Os vinhos do Tejo têm sido regularmente analisados sob um preconceito irritante, um ar de sobranceria e um desprezo altivo que incomoda. Por vezes chega-se mesmo a usar o discurso do "coitadinho", tão ao gosto nacional, num assumir colectivo das dificuldades dos vinhos do Tejo, como que autenticando o Ribatejo como uma região inferior, uma vítima indefesa e um território sacrificado.
Não vale a pena fingir que a imagem dos vinhos do Tejo não tem um fundamento histórico. Seria absurdo pretender reescrever a história. Sim, o Tejo já foi o grande fornecedor de vinhos de Lisboa, já foi o rei das tascas, o soberano dos vinhos a granel. Sim, a viticultura foi em tempos o parente pobre no Tejo e a selecção das castas promoveu a quantidade em detrimento da qualidade. E sim, não é fácil descolar da imagem de vinho a granel, do preconceito da quantidade, da falta de imagem da região... mas não tem de ser assim! Há espaço, predicados e condições na região do Tejo para fazer vinhos de qualidade irrepreensível. Para isso é fundamental que se promova a individualidade dos vinhos do Tejo e que se promova uma das suas imagens de marca, a existência de dias quentes e noites frescas.
Hoje existem, felizmente, razões para sorrir. Ainda não são muitos, há que o reconhecer, mas existe um grupo muito interessante de produtores do Tejo com vontade e empenho em mudar os paradigmas da região.

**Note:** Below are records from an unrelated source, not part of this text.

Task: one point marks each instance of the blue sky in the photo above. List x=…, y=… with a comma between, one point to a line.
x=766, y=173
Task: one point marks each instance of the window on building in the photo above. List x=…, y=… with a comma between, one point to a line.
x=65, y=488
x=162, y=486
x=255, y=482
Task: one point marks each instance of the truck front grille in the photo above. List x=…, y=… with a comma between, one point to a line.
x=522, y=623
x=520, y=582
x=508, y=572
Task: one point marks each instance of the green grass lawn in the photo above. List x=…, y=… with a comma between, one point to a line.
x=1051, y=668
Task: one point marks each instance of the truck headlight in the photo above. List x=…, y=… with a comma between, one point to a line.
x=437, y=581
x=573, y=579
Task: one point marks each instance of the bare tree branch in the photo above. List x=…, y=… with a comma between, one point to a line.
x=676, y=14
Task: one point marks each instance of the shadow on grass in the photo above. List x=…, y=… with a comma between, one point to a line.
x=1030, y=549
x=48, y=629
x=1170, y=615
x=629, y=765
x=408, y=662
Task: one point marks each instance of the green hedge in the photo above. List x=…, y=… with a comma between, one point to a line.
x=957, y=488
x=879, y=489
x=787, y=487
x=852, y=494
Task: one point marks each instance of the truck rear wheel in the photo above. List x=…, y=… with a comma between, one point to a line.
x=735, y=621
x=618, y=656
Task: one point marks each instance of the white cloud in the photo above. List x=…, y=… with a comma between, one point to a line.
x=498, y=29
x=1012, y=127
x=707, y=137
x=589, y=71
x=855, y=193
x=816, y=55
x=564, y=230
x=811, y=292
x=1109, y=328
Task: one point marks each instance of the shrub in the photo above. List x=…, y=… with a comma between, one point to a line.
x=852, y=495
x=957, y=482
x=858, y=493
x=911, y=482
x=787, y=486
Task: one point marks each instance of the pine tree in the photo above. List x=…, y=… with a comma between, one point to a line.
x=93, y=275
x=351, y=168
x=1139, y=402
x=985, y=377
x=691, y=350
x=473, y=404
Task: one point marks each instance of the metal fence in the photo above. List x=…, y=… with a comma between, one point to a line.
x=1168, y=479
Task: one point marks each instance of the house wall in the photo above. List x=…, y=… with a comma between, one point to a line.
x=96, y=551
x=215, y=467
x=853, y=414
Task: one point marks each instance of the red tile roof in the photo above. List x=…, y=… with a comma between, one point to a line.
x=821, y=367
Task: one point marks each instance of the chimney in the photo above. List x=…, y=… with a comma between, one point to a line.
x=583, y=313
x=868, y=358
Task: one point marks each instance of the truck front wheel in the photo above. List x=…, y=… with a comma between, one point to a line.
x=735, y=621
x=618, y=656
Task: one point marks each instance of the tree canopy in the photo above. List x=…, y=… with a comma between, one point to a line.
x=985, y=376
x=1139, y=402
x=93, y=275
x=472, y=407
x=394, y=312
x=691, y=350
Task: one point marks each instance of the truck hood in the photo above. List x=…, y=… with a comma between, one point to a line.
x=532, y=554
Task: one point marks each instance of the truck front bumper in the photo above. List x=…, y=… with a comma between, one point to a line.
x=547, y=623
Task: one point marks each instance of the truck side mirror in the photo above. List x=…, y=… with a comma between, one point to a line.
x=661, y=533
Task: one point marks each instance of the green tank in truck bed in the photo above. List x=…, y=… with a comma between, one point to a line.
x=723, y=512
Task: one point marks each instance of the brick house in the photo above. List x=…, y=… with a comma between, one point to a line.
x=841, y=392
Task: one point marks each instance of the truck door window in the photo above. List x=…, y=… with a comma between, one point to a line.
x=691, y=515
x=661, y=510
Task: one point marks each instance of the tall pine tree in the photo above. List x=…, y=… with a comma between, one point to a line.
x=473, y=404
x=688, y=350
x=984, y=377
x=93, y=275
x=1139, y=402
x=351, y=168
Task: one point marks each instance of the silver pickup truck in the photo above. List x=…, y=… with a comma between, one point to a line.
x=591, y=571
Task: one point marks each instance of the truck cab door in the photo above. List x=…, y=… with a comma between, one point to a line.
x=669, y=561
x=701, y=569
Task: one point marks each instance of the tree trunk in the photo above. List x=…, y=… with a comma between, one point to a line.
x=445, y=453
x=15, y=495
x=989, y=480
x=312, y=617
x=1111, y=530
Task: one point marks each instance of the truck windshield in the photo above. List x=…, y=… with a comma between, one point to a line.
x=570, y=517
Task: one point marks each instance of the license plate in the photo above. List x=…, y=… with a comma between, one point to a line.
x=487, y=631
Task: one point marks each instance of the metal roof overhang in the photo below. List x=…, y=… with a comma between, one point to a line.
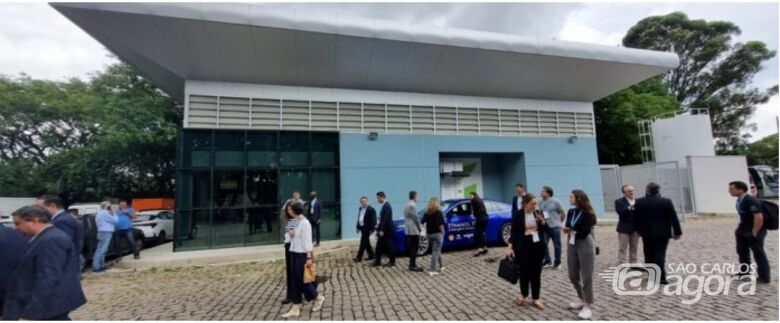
x=171, y=43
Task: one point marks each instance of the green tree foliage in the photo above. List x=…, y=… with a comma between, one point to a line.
x=713, y=74
x=114, y=135
x=763, y=151
x=616, y=118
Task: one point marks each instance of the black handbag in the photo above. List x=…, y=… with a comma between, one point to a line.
x=507, y=269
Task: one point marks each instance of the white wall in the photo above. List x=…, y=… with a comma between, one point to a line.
x=710, y=177
x=681, y=136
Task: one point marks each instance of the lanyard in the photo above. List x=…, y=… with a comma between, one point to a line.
x=575, y=218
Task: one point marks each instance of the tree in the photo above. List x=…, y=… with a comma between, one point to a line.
x=113, y=136
x=713, y=74
x=616, y=118
x=763, y=151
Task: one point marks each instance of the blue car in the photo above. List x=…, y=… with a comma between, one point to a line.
x=459, y=225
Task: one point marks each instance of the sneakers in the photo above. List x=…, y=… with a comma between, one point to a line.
x=585, y=313
x=318, y=304
x=576, y=305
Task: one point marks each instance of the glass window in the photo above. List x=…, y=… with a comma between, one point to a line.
x=262, y=187
x=262, y=150
x=324, y=149
x=201, y=189
x=228, y=149
x=228, y=188
x=294, y=149
x=196, y=148
x=325, y=183
x=263, y=225
x=293, y=180
x=193, y=229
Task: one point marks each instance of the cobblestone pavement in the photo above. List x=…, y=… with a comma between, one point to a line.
x=468, y=289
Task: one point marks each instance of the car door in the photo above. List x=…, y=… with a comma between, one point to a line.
x=459, y=230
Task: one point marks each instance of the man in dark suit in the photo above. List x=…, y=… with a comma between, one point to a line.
x=628, y=238
x=45, y=284
x=13, y=246
x=64, y=221
x=314, y=211
x=517, y=200
x=365, y=226
x=656, y=221
x=385, y=232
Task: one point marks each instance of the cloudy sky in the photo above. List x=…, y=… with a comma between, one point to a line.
x=36, y=40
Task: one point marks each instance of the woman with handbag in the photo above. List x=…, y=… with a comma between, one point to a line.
x=525, y=245
x=480, y=223
x=301, y=247
x=580, y=254
x=434, y=228
x=289, y=224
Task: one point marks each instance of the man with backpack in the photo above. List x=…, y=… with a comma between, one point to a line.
x=751, y=231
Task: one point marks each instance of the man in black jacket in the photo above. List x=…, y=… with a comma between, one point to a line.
x=13, y=246
x=313, y=213
x=385, y=232
x=656, y=221
x=365, y=226
x=750, y=232
x=628, y=238
x=46, y=283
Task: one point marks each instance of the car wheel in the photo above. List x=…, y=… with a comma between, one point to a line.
x=424, y=246
x=506, y=232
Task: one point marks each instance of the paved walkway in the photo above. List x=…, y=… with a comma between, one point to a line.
x=467, y=290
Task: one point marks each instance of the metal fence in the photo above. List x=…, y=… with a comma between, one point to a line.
x=674, y=181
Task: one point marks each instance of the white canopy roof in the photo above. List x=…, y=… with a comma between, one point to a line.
x=170, y=43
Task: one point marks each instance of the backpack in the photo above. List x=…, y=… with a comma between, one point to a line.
x=769, y=211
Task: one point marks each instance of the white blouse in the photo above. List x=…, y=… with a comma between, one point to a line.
x=301, y=241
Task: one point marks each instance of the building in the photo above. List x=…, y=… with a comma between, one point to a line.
x=281, y=101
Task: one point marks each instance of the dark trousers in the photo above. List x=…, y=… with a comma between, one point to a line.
x=365, y=245
x=529, y=259
x=384, y=245
x=479, y=234
x=127, y=236
x=553, y=234
x=746, y=243
x=301, y=290
x=315, y=231
x=655, y=252
x=288, y=269
x=61, y=317
x=412, y=244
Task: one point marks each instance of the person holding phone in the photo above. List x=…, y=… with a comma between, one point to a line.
x=581, y=250
x=525, y=245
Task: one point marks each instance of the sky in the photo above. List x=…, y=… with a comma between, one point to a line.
x=38, y=41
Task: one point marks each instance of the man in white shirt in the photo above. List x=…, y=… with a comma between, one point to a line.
x=628, y=237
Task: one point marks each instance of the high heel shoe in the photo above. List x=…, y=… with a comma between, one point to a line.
x=294, y=312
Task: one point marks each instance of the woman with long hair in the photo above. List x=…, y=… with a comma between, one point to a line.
x=480, y=223
x=301, y=247
x=434, y=228
x=525, y=245
x=289, y=224
x=581, y=250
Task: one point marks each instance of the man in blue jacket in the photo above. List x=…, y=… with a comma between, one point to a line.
x=13, y=246
x=64, y=221
x=385, y=232
x=46, y=283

E já se fazem alguns grandes vinhos no Ribatejo, por vezes com preços extremamente aliciantes. Nenhuma região quer ver os seus vinhos promovidos pelo factor preço, mas se as boas relações qualidade/preço abundam no Tejo, porque não divulgá-las? Sobretudo quando essa é uma das muitas magias do Tejo, a capacidade de avançar simultaneamente no volume e na qualidade em caminhos paralelos.
São muitos os produtores do Tejo a merecer destaque e elogios rasgados, e são muitos os vinhos que se distinguem nessa difícil equação entre preço e qualidade.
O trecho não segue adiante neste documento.